Keith malikanesine varır varmaz yatağa girdi ve altı saat sonra, gün batımında uyandı. Uyku işe yaramıştı ve sonunda yeniden canlanmış hissediyordu.
Akşam yemeğinin çalışma odasına gönderilmesini istedi ve aklındaki işe koyuldu.
Bu gece, daha fazla ertelenemeyecek çok önemli bir işi bitirmesi gerekiyordu.
Geleceği bildiği için, rüyasında okuduğu hikayelerdeki çeşitli kahramanların hikayelerini bildiği için, önümüzdeki üç yıl boyunca gerçekleşecek önemli olayların zaman çizelgesini oluşturmak istiyordu.
Yazarın yazdığı ilk hikaye kendi hikayesi olduğundan ve diğer tüm hikayeler onun bitiminden sonra başlamış olduğundan, bu hikayelerdeki geçmiş olayların her küçük detayını hatırlamak için yapması gereken iş kolay olmayacaktı. Kahramanlar ve kahramanlar ile ilgisi olmayan geçmiş olaylar hakkında çok fazla bilgi yoktu ve bunlar Keith'in şimdilik hedefleri değildi.
Çevresindeki geleceğin seyrinin değiştiğini fark etmişti ve bu yüzden kahramanlar ve kahramanlarla erken ilgilenerek işleri karıştırmak istemiyordu.

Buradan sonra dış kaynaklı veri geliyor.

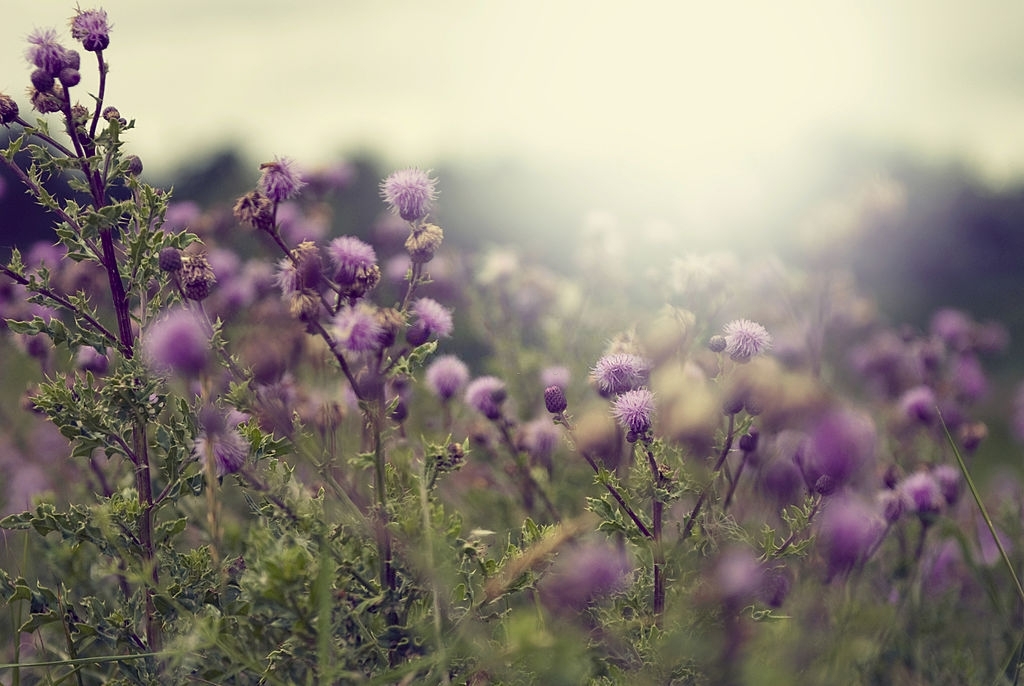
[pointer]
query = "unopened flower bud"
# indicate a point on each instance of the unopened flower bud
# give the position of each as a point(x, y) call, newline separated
point(42, 80)
point(170, 259)
point(197, 276)
point(134, 165)
point(424, 242)
point(8, 109)
point(70, 77)
point(46, 101)
point(554, 399)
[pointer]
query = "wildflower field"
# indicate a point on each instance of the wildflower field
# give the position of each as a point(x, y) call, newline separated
point(255, 443)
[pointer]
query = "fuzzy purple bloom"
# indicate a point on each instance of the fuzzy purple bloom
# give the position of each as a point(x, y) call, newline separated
point(177, 342)
point(634, 410)
point(357, 329)
point(555, 376)
point(485, 395)
point(847, 530)
point(554, 399)
point(584, 574)
point(280, 180)
point(433, 317)
point(619, 373)
point(745, 339)
point(410, 193)
point(922, 494)
point(350, 257)
point(841, 446)
point(46, 53)
point(919, 404)
point(446, 376)
point(224, 445)
point(90, 27)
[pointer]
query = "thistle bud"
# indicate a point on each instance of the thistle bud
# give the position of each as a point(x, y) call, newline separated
point(8, 109)
point(424, 242)
point(197, 276)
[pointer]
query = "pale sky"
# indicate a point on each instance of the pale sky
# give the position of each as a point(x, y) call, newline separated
point(710, 98)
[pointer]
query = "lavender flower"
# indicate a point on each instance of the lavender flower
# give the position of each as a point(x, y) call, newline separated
point(485, 395)
point(177, 342)
point(584, 574)
point(410, 193)
point(432, 319)
point(619, 373)
point(922, 494)
point(90, 27)
point(45, 52)
point(446, 376)
point(554, 399)
point(848, 529)
point(555, 376)
point(634, 411)
point(220, 441)
point(357, 329)
point(745, 339)
point(279, 180)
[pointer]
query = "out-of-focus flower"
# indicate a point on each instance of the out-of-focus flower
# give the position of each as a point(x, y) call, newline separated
point(635, 410)
point(485, 395)
point(745, 339)
point(90, 27)
point(584, 574)
point(921, 494)
point(219, 440)
point(555, 376)
point(357, 329)
point(919, 404)
point(177, 342)
point(620, 372)
point(354, 263)
point(841, 446)
point(554, 399)
point(446, 376)
point(280, 180)
point(432, 318)
point(410, 193)
point(847, 530)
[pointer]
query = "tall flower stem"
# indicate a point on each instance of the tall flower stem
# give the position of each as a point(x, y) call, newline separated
point(657, 551)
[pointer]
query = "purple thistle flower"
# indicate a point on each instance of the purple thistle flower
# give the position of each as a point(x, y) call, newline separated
point(220, 441)
point(555, 376)
point(554, 399)
point(45, 52)
point(279, 180)
point(634, 410)
point(922, 494)
point(919, 404)
point(351, 257)
point(745, 339)
point(619, 373)
point(433, 317)
point(177, 342)
point(357, 329)
point(847, 530)
point(90, 27)
point(485, 394)
point(841, 446)
point(410, 193)
point(584, 574)
point(446, 376)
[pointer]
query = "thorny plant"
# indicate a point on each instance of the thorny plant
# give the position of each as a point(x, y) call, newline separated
point(278, 480)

Kader Yağma Sistemi, acilen Kış Uykusu Moduna geçmesi gerektiği için ona nasıl çalıştığını ayrıntılı olarak açıklamamıştı, ancak adı her şeyi ele veriyordu. Keith, sistemin nasıl işlediğini oldukça iyi tahmin ediyordu.
"Kahramanların kaderini yağmalamalıyım, ama acele etmemeliyim. Her şeyi kontrolüm altında tutmak için hikayenin mümkün olduğunca korunması gerekiyor." Bu konuyu düşündü ve kararını verdi.
İçgüdüleri ona, kahramanlarla erken hesaplaşmaması gerektiğini söylüyordu. Kim bilir ne tür bir tepkiyle karşılaşırdı? Kaderin çocukları olarak, bir tür ilahi şansa sahip olmaları kaçınılmazdı. Bu yüzden başarısız olma ihtimali yüksekti ve bu da ters tepebilirdi. Ya onun eylemleri yüzünden kahramanlar erken güçlenirse? Bu, alamayacağı bir riskti.
"Ayrıca, o kahramanların büyümesine izin verip sonra da hak ettikleri her şeyi gözlerinin önünden alıp onlardan mahrum bırakmak daha eğlenceli olur." Sırıttı ve işe koyuldu.
Ana karakterlerle, kahramanlarla ve dolaylı olarak önemli yardımcı karakterlerle başa çıkamasa bile, bu, hikayelerin başlangıcında ana karakterlerin hayatları üzerinde çok az etkisi olan veya hiç etkisi olmayan çeşitli karakterlerin hikayelerini değiştiremeyeceği ve çeşitli olaylardan yararlanamayacağı anlamına gelmiyordu.
Keith sabaha kadar çalıştı ve işini bitirdiğinde iki farklı zaman çizelgesi oluşturmuştu. Biri, önümüzdeki üç yıl boyunca gerçekleşecek ve işine büyük kazanç sağlayacak çeşitli olayları içeriyordu. Diğeri ise uzun uzun düşündükten sonra seçtiği bazı karakterlerin zaman çizelgesiydi.
Gelecekte karşı karşıya kalacağı düşmanların tek başına olmayacağını biliyordu. Bazı kahramanların çok güçlü yardımcıları ve emrinde çalışan örgütleri olacaktı. Bu nedenle, kendisi de güçlü yardımcılar bulmaya karar verdi. Seçtiği kişiler, hikayelerde ya önemsiz karakterlerdi ya da sadece bir noktada bahsedilmişti. Tabii ki liste uzun değildi ve istediğini dikkatlice seçtikten sonra sadece birkaç kişi içeriyordu, ancak her biri muazzam bir potansiyele sahipti.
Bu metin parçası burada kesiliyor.